I am a little more mainstream about cholesterol and elevated LDL levels. Of course this is something that I never really had to deal to with. Before low carb, I was marginable (200s with LDL in the 140s), and after my results have become phenomenal. I just got my 2 year results (after starting in March 04) in:
Triglycerides - 35
Total Chol. - 150 (down 1 pt from last year)
LDL Chol. - 95 (down 5 pts)
HDL Chol. - 48 (up 3 more pts)
The only suggestions I would have is perhaps to eat closer to Induction level carbs again as the additional sugar near CCLL levels can indeed levels and perhaps add some ground flax meal into your diet. Flax meal has been reported to lower cholesterol. I throw it as an additive in everything from mock danishs or in my salads. These are just standard answers as I am certainly not an expert in this field. I do know some people who have more experience with this subject than I. You may find additional answers there, but in either case I wish you the best and look forward to hearing about it.

3/30/2006 8:30 AM  
Blogger KarenJen said...

Just my opinion, but I think your numbers are great, and wouldn't worry too much about the LDL, though it is a little high. Look at your triglycerides! And your HDL! Fabulous.
I agree with the comment that "tess" made. The Eades did say (in PPL) that as your triglycerides plummet, you make the larger, fluffier LDL rather than the smaller (more dangerous) LDL. There is a test that can measure the subclasses of LDL (LDL gradient cell electrophoresis). Maybe that would be money better spent, than money spent on drugs :)
Check out Protein Power Lifeplan pages 93-94.

BTW, Love your blog!

3/30/2006 10:23 AM  
Blogger Michelle S. said...

Have you heard of red rice yeast? I've heard great things about it lowering cholesterol. My friend's mom took it for 6 months and hers went from 230 to 180 for total. The other numbers improved too.
Doctors are never happy are they? LOL My total went up on low carb too, about 20 points. For me the weight was the worst of the 2 evils so I keep doing it and watch the cholesterol levels. Good luck!
LOVE YOUR BLOG!!!!
Michelle

3/30/2006 3:03 PM  
Blogger Gary said...

Ronald Hoffman, M.D., has practiced complementary (traditional plus alternative) medicine for twenty years. I listen to him on the radio as often as I can. His hourly show is on WOR-AM 710 New York nightly and a longer show Saturdays. I have listened to Dr. Hoffman for a few years now and have learned much. He is constantly increasing his understanding of medicine through reading studies from many different reputable sources everyday.

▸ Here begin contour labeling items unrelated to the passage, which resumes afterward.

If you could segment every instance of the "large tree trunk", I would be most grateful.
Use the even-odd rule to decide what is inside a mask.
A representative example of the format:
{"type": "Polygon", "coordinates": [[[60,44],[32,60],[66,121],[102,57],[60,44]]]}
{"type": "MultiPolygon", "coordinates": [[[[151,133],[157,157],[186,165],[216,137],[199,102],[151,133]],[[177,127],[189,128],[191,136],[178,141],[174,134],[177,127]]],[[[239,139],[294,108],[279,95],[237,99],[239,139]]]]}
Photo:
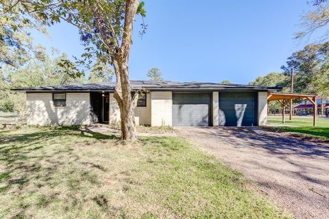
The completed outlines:
{"type": "Polygon", "coordinates": [[[114,62],[116,63],[114,69],[117,75],[114,96],[120,109],[121,139],[134,140],[136,139],[136,131],[134,109],[136,100],[132,96],[127,66],[125,63],[117,64],[117,61],[114,62]]]}
{"type": "Polygon", "coordinates": [[[134,96],[134,99],[132,97],[128,59],[132,44],[132,26],[138,5],[139,0],[127,0],[121,47],[114,55],[113,62],[117,76],[114,98],[120,108],[121,139],[128,140],[136,139],[134,109],[136,105],[137,96],[134,96]]]}
{"type": "MultiPolygon", "coordinates": [[[[137,95],[134,95],[134,98],[132,97],[128,60],[132,44],[132,26],[138,5],[139,0],[126,0],[121,44],[119,45],[119,40],[115,40],[114,54],[110,55],[117,77],[114,96],[120,109],[121,139],[127,140],[136,139],[134,109],[137,103],[137,95]]],[[[97,25],[103,41],[108,48],[111,48],[113,44],[113,40],[113,40],[113,35],[116,35],[114,30],[110,24],[106,23],[106,19],[104,18],[106,14],[103,14],[103,11],[99,8],[100,6],[95,3],[93,4],[93,7],[94,7],[97,25]]]]}

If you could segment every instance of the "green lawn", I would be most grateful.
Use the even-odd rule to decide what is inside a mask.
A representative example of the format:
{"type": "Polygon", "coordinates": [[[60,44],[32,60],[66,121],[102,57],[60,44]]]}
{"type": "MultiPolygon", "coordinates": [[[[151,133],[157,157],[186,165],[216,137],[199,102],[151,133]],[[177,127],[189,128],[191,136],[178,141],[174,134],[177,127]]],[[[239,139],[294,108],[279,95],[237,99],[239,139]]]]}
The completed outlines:
{"type": "Polygon", "coordinates": [[[291,121],[287,117],[286,126],[282,126],[282,119],[280,116],[269,116],[268,123],[278,125],[278,127],[270,129],[329,140],[329,119],[317,119],[316,127],[313,126],[313,120],[310,117],[295,116],[291,121]]]}
{"type": "Polygon", "coordinates": [[[284,218],[254,188],[178,138],[0,130],[0,218],[284,218]]]}

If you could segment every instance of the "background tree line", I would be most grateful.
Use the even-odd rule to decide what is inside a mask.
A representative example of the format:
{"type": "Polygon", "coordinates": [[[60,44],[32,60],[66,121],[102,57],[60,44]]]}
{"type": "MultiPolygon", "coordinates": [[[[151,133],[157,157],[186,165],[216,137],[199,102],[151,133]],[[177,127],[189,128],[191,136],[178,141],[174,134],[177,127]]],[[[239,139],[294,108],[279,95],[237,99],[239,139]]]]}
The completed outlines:
{"type": "MultiPolygon", "coordinates": [[[[282,73],[271,73],[258,77],[251,85],[278,86],[283,92],[290,92],[291,69],[293,68],[294,92],[316,93],[324,99],[329,97],[329,42],[310,44],[303,49],[293,53],[288,57],[282,73]]],[[[295,100],[295,103],[300,102],[295,100]]],[[[272,101],[269,104],[271,113],[279,113],[280,105],[272,101]]]]}

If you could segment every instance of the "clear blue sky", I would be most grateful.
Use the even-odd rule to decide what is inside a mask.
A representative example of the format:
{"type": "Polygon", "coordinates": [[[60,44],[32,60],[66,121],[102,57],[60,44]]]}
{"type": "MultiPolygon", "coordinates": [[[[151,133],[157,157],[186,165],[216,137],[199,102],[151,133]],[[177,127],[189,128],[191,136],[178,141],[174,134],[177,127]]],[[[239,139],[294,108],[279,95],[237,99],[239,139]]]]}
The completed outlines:
{"type": "MultiPolygon", "coordinates": [[[[304,44],[293,40],[300,16],[313,9],[307,0],[147,0],[148,28],[134,26],[130,60],[132,79],[146,79],[159,68],[166,80],[247,83],[280,72],[287,57],[304,44]]],[[[50,27],[51,39],[36,42],[69,55],[83,52],[77,29],[65,23],[50,27]]]]}

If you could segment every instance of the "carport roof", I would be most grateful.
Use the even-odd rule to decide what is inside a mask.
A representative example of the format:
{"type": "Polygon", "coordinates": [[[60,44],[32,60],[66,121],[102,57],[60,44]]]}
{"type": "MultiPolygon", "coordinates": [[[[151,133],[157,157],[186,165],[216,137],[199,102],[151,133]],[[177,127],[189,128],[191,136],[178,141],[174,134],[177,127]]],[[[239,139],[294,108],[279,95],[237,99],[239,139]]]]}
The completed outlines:
{"type": "MultiPolygon", "coordinates": [[[[130,81],[132,89],[147,89],[149,90],[252,90],[259,91],[276,91],[282,88],[278,87],[267,87],[260,86],[223,84],[206,82],[176,82],[171,81],[130,81]]],[[[113,81],[105,83],[90,83],[77,85],[64,85],[58,86],[45,86],[39,88],[13,88],[12,90],[32,92],[52,92],[52,91],[114,91],[116,83],[113,81]]]]}

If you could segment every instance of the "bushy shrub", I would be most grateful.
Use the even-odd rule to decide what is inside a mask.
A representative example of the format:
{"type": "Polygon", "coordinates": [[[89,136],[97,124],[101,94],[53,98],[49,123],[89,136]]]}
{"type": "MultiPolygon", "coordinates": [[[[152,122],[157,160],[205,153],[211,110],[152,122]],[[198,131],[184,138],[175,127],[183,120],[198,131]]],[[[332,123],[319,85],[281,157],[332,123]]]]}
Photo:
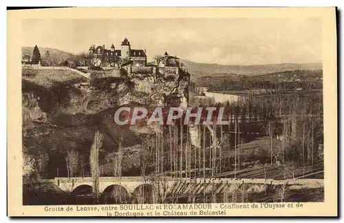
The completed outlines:
{"type": "Polygon", "coordinates": [[[103,69],[102,67],[97,67],[97,66],[91,66],[91,67],[88,67],[88,70],[104,70],[104,69],[103,69]]]}

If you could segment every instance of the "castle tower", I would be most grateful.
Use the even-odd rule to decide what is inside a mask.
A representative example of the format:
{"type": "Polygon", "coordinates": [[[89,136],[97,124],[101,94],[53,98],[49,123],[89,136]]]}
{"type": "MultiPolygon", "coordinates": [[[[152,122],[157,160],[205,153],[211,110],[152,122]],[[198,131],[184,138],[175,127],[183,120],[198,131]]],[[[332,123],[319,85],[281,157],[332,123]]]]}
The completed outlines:
{"type": "Polygon", "coordinates": [[[130,42],[128,41],[127,38],[122,42],[120,45],[121,52],[120,54],[122,55],[122,59],[127,59],[130,55],[130,42]]]}

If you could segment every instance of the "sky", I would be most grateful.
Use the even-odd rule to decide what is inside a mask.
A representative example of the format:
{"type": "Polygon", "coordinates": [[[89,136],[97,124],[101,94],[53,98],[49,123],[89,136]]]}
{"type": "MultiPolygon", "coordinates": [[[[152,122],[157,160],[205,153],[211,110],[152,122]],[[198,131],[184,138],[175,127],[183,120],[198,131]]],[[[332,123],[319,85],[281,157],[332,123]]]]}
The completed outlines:
{"type": "Polygon", "coordinates": [[[24,19],[22,46],[73,54],[92,45],[146,49],[148,61],[167,51],[197,63],[256,65],[321,63],[319,18],[24,19]]]}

Dr. Hoffman has his own diet, "The Salmon and Salad Diet", which is a form of low-carb, good-fat diet. He is a defender of Dr. Atkins, whom he knew personally for many years. He is quick to point out that Dr. Atkins has been maligned by those people who cannot stand the idea that he might be right - in particular noting that the Atkins diet has been widely distorted and misquoted.

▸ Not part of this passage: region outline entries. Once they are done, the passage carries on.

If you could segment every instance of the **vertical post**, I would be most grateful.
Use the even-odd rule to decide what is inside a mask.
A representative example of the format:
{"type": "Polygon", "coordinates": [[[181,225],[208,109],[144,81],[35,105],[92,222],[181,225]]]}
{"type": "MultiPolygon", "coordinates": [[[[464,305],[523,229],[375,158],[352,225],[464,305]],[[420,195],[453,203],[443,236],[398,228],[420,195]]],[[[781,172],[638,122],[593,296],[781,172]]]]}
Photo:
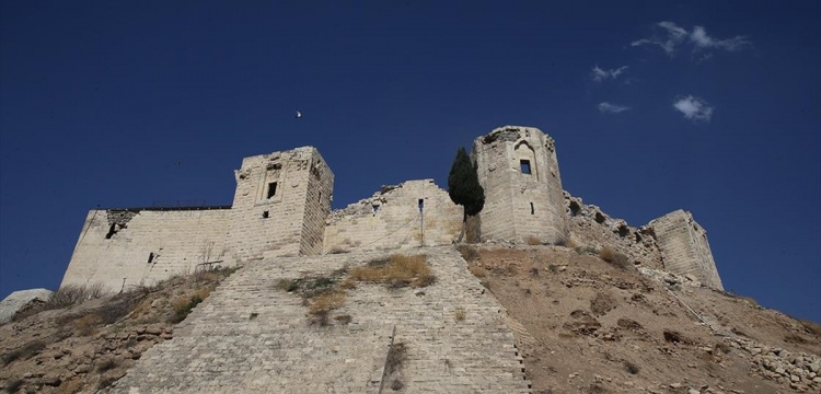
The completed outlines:
{"type": "Polygon", "coordinates": [[[424,198],[419,198],[419,218],[421,221],[421,225],[420,225],[421,240],[420,240],[419,246],[424,247],[425,246],[425,199],[424,198]]]}

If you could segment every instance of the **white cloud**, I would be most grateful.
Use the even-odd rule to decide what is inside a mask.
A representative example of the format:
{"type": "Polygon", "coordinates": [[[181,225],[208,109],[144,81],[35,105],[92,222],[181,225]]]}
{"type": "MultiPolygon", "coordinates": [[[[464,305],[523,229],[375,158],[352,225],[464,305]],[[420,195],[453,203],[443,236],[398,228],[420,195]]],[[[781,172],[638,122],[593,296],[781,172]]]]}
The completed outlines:
{"type": "Polygon", "coordinates": [[[593,67],[593,81],[600,82],[605,79],[616,79],[620,74],[622,74],[627,69],[627,66],[622,66],[617,69],[610,69],[604,70],[599,68],[599,66],[593,67]]]}
{"type": "Polygon", "coordinates": [[[681,42],[684,40],[684,38],[687,36],[687,31],[684,28],[681,28],[675,25],[675,23],[672,22],[659,22],[656,24],[657,26],[663,28],[667,31],[667,37],[666,38],[659,38],[659,37],[650,37],[650,38],[643,38],[637,39],[631,43],[632,46],[639,46],[639,45],[658,45],[661,47],[661,49],[664,49],[664,51],[672,56],[673,51],[675,50],[675,46],[681,44],[681,42]]]}
{"type": "Polygon", "coordinates": [[[744,36],[736,36],[727,39],[716,39],[707,35],[707,30],[704,26],[693,26],[693,31],[687,33],[685,28],[678,26],[673,22],[659,22],[656,24],[657,27],[661,27],[666,36],[654,35],[649,38],[641,38],[631,43],[631,46],[641,45],[656,45],[664,50],[669,56],[673,56],[675,48],[685,43],[685,38],[690,38],[690,43],[693,44],[693,51],[704,49],[725,49],[729,51],[736,51],[751,46],[752,43],[747,40],[744,36]]]}
{"type": "Polygon", "coordinates": [[[691,120],[709,121],[713,117],[713,107],[702,99],[687,95],[679,97],[673,103],[675,111],[684,114],[684,117],[691,120]]]}
{"type": "Polygon", "coordinates": [[[623,113],[625,111],[631,109],[631,107],[627,107],[624,105],[611,104],[608,102],[599,103],[597,107],[599,108],[599,112],[602,114],[618,114],[618,113],[623,113]]]}
{"type": "Polygon", "coordinates": [[[690,40],[695,45],[696,49],[704,48],[720,48],[729,51],[735,51],[743,48],[744,46],[751,45],[750,42],[743,36],[736,36],[727,39],[715,39],[707,35],[707,30],[703,26],[693,27],[693,33],[690,34],[690,40]]]}

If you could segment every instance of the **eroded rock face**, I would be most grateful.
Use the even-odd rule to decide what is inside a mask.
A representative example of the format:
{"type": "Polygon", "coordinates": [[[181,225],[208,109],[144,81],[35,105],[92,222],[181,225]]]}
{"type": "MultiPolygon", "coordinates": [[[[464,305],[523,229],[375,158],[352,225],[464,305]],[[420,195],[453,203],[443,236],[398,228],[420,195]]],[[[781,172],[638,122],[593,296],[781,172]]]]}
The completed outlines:
{"type": "Polygon", "coordinates": [[[601,250],[611,247],[628,257],[629,263],[662,268],[662,254],[650,227],[635,228],[623,219],[614,219],[594,205],[565,192],[565,206],[575,246],[601,250]]]}
{"type": "Polygon", "coordinates": [[[0,324],[11,322],[14,314],[25,310],[33,303],[42,303],[48,301],[48,298],[54,293],[47,289],[28,289],[15,291],[3,301],[0,302],[0,324]]]}

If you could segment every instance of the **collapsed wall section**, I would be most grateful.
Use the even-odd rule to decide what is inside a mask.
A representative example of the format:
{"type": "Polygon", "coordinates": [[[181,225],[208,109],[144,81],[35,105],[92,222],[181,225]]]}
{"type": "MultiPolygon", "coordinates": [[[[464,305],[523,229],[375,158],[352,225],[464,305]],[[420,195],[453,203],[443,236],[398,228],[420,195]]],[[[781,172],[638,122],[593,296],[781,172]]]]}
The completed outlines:
{"type": "Polygon", "coordinates": [[[325,228],[325,253],[444,245],[461,231],[462,207],[432,179],[383,186],[372,197],[335,210],[325,228]]]}
{"type": "Polygon", "coordinates": [[[245,158],[226,246],[234,260],[322,252],[334,174],[313,147],[245,158]]]}
{"type": "Polygon", "coordinates": [[[102,283],[111,291],[226,264],[228,207],[92,210],[60,287],[102,283]]]}
{"type": "Polygon", "coordinates": [[[690,212],[679,209],[654,219],[648,225],[656,233],[663,254],[664,270],[682,276],[692,274],[705,286],[724,290],[707,232],[690,212]]]}
{"type": "Polygon", "coordinates": [[[635,228],[623,219],[608,216],[594,205],[565,192],[569,244],[579,247],[611,247],[624,254],[629,262],[649,268],[662,268],[661,251],[656,234],[649,227],[635,228]]]}
{"type": "Polygon", "coordinates": [[[473,142],[485,207],[483,240],[562,243],[567,237],[562,177],[553,138],[505,126],[473,142]]]}

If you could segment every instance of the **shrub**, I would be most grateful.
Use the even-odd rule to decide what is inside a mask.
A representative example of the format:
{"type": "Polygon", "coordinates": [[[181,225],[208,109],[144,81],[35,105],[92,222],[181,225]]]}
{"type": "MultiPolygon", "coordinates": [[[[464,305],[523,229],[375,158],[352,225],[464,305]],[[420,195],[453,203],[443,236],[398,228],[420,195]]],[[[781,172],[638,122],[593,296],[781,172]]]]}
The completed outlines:
{"type": "Polygon", "coordinates": [[[627,256],[614,251],[612,247],[604,247],[599,251],[599,257],[622,269],[625,269],[629,266],[627,256]]]}
{"type": "Polygon", "coordinates": [[[46,343],[42,340],[32,340],[30,343],[26,343],[22,347],[14,349],[12,351],[7,352],[3,355],[2,360],[3,364],[8,366],[12,363],[15,360],[22,359],[27,360],[34,356],[37,356],[43,349],[46,348],[46,343]]]}
{"type": "Polygon", "coordinates": [[[487,276],[487,270],[485,270],[484,267],[482,267],[478,264],[472,264],[467,266],[467,269],[475,276],[476,278],[484,278],[487,276]]]}
{"type": "Polygon", "coordinates": [[[181,297],[172,303],[174,314],[169,318],[170,323],[180,323],[188,316],[188,314],[197,306],[203,300],[208,298],[211,289],[208,287],[199,288],[194,294],[188,297],[181,297]]]}
{"type": "Polygon", "coordinates": [[[13,379],[5,383],[5,392],[9,394],[16,393],[18,390],[23,386],[23,380],[22,379],[13,379]]]}
{"type": "Polygon", "coordinates": [[[308,310],[313,315],[327,314],[345,303],[345,292],[326,292],[313,299],[308,310]]]}
{"type": "Polygon", "coordinates": [[[103,359],[102,361],[100,361],[97,363],[97,372],[102,373],[102,372],[105,372],[105,371],[108,371],[108,370],[113,370],[113,369],[117,368],[117,366],[118,366],[118,363],[117,363],[116,359],[114,359],[114,358],[106,358],[106,359],[103,359]]]}
{"type": "Polygon", "coordinates": [[[84,301],[99,299],[108,293],[103,283],[92,283],[85,286],[66,285],[51,293],[48,302],[44,304],[44,310],[60,309],[79,304],[84,301]]]}
{"type": "Polygon", "coordinates": [[[595,250],[595,247],[592,246],[576,246],[574,248],[576,253],[582,255],[582,254],[599,254],[599,251],[595,250]]]}
{"type": "Polygon", "coordinates": [[[478,250],[474,246],[461,244],[456,246],[456,251],[462,255],[465,262],[470,263],[479,258],[478,250]]]}
{"type": "Polygon", "coordinates": [[[631,374],[637,374],[641,369],[633,362],[624,361],[624,370],[629,372],[631,374]]]}
{"type": "Polygon", "coordinates": [[[96,333],[97,324],[100,324],[100,322],[101,318],[97,314],[90,313],[76,320],[73,326],[74,329],[77,329],[77,333],[80,334],[80,336],[89,336],[96,333]]]}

Dr. Hoffman has also discussed the use of niacin, red yeast rice, and many other nutrients and supplements for the purpose of lowering cholestrol. BUT he is also quick to point out that the total level of cholesterol is not nearly as important an indicator of health as the ratio of high to low (or was it low to high) and the level of triglyerides, which is directly affected by this ratio.

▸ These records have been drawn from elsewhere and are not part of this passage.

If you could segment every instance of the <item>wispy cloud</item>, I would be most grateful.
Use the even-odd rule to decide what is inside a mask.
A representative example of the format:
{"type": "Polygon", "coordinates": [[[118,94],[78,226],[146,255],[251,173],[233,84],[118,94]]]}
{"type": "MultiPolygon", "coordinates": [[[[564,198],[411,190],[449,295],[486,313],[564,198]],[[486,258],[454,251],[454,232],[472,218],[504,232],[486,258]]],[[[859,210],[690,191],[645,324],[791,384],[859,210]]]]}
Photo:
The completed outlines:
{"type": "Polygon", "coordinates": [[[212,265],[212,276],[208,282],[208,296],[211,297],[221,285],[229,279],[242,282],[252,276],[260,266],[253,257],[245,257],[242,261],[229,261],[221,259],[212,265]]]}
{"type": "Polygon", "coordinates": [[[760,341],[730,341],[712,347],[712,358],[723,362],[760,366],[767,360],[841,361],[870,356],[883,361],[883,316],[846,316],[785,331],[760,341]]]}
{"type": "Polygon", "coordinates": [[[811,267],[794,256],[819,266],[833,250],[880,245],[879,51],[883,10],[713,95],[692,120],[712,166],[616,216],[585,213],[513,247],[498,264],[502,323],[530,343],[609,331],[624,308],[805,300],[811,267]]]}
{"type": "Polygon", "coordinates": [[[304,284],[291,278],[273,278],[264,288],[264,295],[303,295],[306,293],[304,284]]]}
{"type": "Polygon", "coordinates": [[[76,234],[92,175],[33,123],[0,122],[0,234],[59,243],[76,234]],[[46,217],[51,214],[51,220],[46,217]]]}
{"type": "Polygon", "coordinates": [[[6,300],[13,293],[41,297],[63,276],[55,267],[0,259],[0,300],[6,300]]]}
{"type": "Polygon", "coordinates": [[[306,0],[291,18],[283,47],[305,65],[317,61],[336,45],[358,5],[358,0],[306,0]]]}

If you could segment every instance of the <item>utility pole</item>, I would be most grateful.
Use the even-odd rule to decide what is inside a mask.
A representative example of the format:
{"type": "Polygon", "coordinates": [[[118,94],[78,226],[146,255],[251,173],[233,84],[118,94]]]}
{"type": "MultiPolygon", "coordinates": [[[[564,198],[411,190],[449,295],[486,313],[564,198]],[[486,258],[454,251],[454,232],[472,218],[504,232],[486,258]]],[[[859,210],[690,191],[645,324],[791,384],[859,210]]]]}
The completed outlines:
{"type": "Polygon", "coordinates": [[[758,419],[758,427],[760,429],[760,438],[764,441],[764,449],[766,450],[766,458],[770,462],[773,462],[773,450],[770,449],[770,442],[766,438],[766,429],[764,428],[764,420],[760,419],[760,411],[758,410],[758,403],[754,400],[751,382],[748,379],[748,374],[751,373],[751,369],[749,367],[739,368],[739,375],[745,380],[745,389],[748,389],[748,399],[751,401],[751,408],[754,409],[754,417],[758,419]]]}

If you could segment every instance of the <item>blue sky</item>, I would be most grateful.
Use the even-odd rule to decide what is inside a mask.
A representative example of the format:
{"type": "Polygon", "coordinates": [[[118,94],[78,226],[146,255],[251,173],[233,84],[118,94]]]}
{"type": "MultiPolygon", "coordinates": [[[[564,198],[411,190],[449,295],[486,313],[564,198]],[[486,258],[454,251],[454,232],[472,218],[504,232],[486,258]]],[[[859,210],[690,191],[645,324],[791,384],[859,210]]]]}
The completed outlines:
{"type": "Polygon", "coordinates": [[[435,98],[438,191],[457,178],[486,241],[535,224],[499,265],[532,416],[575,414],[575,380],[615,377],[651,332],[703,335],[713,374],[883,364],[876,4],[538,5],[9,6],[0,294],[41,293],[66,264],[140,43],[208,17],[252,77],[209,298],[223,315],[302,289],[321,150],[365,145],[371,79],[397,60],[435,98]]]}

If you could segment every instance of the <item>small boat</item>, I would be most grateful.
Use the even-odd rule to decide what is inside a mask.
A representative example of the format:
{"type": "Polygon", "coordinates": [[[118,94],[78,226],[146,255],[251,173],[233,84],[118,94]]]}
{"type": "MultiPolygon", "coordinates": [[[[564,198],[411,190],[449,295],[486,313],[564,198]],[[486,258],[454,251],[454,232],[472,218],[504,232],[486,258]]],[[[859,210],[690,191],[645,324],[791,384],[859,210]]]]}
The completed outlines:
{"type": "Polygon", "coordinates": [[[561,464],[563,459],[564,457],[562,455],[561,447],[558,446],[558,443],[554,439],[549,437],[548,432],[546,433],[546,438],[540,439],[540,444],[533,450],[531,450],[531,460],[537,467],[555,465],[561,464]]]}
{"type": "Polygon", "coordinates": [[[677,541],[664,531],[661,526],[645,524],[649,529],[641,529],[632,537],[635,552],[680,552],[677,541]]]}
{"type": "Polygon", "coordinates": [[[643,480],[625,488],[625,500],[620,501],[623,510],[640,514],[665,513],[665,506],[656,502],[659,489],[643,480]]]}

See www.drhoffman.com for more information and listening times in your region.

3/30/2006 5:27 PM  
Blogger Science4u1959 said...

Indeed there is very little to worry about. High total cholesterol has been shown to be protective and healthy: it's the ratio's that are all-important and not the total number. That's simplistic measuring for simplistic people. Your triglycerides and HDL ratio's are very good and overall I would say that your vital biomarkers are excellent.

The entire cholesterol discussion is for the most part a total hyperbole and benefits only Big Pharma.

Remember: it is a well-documented scientific fact that those with the highest cholesterol readings tend to live the longest lives. Period.

3/30/2006 8:22 PM  
Blogger Newbirth said...

Kent,

My Mom puts flaxseed into stuff. It's helped her get her cholesterol down.

Jimmy,

It might be something for you to look into. I think my Mom takes two tablespoons a day, which she measures in a film canister so she can take it with her when she eats out.